6. Presentation Layer: This layer provides the upper layers with independence from differences in
representation of data (machine dependent data of Application A is converted to machine
independent data that is transported over the network and then converted to machine dependent
data for Application B at the destination).

7. Application Layer: This layer provides services frequently required by applications like HTTP
(which determines how a client application such as a web-browser requests a website, and how
the server responds to that request), FTP, virtual terminal (remote login), SMTP. These protocols
define how clients and servers interact with each other.


 
EE 400: Communication Networks (102) Dr. Wajih A. Abu-Al-Saud
Ref: A. Leon Garcia and I. Widjaja, Communication Networks, 2nd Ed. McGraw Hill, 2006
Latest update of this lecture was on 21­02­2011 
 
Lecture 05: Application and Layered Architectures 

Network Devices 

The box in the middle of the above figure represents one of several possible network devices. These
devices are classified based on the number of layers they contain. For example, we can consider a
network cable to be a passive network device with no layers (Layer-0 device).

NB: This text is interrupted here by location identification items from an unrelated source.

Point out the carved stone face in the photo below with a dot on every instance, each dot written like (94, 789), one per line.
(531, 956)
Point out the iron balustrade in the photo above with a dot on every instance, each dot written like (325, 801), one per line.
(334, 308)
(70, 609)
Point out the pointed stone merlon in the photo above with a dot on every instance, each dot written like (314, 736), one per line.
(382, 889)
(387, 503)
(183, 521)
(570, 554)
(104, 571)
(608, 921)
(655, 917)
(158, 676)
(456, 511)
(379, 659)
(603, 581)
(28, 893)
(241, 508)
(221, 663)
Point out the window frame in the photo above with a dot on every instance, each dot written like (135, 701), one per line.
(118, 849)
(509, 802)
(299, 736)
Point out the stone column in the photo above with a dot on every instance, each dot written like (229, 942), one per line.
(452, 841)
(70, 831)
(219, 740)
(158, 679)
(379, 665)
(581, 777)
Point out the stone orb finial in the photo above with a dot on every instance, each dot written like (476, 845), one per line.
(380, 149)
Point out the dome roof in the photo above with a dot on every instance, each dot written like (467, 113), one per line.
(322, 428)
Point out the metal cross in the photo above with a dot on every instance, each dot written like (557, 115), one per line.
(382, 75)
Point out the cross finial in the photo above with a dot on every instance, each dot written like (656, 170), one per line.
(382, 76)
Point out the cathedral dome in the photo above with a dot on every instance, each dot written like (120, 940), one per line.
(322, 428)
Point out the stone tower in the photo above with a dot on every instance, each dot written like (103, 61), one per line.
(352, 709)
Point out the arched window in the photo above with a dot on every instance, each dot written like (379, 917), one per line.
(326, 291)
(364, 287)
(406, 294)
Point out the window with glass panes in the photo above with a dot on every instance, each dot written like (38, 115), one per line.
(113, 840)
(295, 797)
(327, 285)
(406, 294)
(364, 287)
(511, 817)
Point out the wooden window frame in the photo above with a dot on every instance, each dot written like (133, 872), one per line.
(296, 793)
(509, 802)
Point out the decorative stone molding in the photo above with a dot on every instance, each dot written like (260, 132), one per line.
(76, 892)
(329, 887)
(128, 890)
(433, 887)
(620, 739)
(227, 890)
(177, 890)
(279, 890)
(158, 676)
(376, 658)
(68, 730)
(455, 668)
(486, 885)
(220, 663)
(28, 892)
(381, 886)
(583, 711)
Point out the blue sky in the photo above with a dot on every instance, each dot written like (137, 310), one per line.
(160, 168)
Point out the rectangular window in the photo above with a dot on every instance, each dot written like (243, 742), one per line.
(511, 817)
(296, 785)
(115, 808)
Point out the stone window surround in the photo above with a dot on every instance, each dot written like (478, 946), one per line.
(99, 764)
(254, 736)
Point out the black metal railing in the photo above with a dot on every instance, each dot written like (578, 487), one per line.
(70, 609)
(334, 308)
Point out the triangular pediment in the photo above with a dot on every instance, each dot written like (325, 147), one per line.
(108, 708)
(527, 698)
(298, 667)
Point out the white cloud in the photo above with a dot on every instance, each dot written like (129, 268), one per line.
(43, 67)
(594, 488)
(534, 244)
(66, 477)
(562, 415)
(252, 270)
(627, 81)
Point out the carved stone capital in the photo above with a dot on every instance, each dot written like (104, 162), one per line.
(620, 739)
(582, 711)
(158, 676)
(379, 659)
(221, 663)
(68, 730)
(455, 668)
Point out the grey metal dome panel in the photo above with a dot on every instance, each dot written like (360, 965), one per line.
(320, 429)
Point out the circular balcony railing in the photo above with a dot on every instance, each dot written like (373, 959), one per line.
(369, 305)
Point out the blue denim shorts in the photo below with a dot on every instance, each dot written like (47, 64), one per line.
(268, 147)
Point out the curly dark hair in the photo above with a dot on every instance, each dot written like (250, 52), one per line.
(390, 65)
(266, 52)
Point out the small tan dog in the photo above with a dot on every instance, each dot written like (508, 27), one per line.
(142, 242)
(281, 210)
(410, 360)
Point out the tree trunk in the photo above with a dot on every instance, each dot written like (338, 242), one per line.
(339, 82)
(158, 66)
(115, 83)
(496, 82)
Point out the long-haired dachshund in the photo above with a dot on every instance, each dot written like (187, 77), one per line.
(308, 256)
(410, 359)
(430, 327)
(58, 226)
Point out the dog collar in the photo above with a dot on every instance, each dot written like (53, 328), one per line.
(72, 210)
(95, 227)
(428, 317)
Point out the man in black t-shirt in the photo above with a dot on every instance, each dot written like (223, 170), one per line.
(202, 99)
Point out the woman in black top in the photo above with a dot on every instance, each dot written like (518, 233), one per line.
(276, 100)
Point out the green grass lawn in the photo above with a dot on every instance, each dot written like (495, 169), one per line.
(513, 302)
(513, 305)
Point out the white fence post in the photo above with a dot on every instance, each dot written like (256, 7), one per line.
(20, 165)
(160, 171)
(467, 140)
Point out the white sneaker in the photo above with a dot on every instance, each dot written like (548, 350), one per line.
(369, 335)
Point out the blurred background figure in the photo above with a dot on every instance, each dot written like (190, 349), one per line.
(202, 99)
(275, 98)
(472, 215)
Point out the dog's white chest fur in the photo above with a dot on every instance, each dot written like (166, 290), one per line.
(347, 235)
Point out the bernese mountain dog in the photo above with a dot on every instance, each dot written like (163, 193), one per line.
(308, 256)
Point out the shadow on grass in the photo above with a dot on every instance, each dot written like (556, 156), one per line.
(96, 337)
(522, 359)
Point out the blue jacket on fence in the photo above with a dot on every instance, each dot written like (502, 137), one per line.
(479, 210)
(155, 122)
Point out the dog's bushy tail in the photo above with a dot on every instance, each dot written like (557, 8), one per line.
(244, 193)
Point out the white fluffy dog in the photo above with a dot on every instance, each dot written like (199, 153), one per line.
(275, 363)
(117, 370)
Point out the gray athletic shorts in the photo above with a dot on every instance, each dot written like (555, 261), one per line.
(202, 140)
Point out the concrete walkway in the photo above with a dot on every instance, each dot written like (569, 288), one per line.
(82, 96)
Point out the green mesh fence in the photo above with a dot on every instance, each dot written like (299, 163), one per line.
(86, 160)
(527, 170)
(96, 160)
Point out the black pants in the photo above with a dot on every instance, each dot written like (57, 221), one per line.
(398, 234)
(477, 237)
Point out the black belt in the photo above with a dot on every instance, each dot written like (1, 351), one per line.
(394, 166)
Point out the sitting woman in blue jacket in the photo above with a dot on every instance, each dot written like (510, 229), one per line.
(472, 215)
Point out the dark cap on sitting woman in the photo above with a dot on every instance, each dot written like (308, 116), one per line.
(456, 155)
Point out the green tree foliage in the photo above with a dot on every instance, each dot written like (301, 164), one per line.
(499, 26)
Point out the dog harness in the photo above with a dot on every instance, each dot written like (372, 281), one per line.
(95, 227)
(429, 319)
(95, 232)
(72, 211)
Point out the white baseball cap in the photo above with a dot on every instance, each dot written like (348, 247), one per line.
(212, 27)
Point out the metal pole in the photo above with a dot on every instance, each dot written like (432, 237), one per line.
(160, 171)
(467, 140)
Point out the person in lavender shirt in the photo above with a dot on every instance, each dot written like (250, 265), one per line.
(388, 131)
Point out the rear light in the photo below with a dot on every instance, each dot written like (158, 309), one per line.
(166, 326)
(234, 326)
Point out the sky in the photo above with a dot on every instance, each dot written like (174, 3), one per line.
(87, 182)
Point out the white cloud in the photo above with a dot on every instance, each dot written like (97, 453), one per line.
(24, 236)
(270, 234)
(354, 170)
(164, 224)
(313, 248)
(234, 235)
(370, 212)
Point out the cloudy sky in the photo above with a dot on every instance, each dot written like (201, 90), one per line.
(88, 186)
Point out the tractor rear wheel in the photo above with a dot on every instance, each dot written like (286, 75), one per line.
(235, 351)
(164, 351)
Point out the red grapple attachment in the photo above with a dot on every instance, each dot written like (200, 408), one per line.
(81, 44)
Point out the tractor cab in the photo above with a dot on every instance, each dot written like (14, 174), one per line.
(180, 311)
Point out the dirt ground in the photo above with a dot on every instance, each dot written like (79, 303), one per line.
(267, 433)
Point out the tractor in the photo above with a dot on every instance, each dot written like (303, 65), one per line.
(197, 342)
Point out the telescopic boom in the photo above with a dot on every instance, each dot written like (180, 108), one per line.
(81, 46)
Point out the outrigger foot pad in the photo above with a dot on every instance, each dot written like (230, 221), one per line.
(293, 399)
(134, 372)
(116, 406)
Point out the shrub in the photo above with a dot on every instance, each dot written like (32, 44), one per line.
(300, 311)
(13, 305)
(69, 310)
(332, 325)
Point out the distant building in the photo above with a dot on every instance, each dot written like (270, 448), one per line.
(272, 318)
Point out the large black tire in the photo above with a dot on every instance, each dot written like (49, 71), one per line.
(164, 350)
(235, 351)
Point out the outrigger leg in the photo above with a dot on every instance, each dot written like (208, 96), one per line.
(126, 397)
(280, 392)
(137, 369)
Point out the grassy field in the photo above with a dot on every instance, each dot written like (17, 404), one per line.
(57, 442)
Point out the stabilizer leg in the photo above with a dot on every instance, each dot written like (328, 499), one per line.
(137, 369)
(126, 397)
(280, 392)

An obsolete network
device is the Hub. Hubs are layer-1 devices since they go up to the Physical Layer only and do not have
upper layers. A switch is a layer-2 device which means that it contains the lower two layers (Physical and
Data Link). This is why a switch reads the MAC addresses but not IP addresses since IP addresses are
layer-3 addresses. A router is a layer-3 device. There are more devices that operate at higher layers (such
as Layer 3: Transport Layer) but we will not discuss these in this course.